Minhas sutis batidas no chão me dizem como me sinto, meu instinto, meu coração; é automático, quando me dou conta, minha mão já faz com que o som das batidas sejam minha única companhia, e cada batida se torna uma nota musical, que entra no meu ouvido, que vibra no meu corpo.
O tempo passa, a vida segue, e os dias se tornam rotina, ouso talvez em afirmar que se tornam uma única rotina, uma rotina obscura, sombria; a solidão é obscura, e se torna a minha rotina.

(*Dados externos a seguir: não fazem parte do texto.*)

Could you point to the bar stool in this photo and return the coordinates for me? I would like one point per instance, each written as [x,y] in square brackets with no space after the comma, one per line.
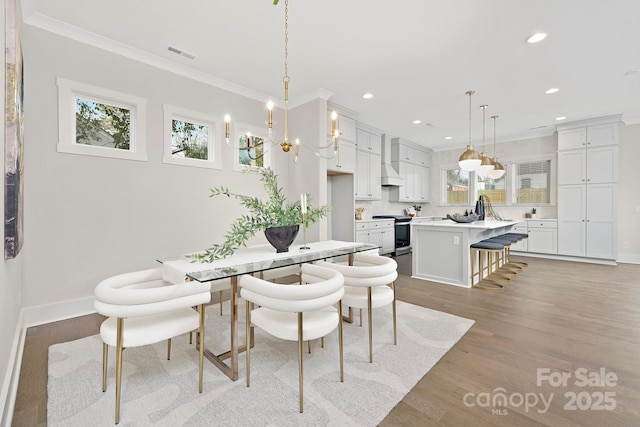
[505,263]
[520,236]
[486,282]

Meus deslizes, meu tão incerto humor, meus ocultos e sigilosos sentimentos que ninguém consegue patetear, talvez nem eu mesma consiga, ninguém entende, ninguém se quer imagina que existem dentro de mim, tudo isso, guardado, inquietado dentro de mim, só pra mim.
Hoje a minha solidão, a minha rotina, não é mais um percalço, não pra mim. Meu sorriso se sobressai, independente do que aconteça. Sempre fui assim, sempre pensei assim, e nenhum deslize, nenhuma direção errada fará com que meu sorriso se desvaneça. Meus desvaneios serão sempre acompanhados de um sorriso, de lágrimas talvez, mas sempre haverá um sorriso dentro de mim, porque cada sorriso irá me fortalecer, e apesar da solidão, a minha força sempre será meu ponto forte, e farei sempre questão de permanecê-lo intácto, impecável, inatingível sempre que possivel.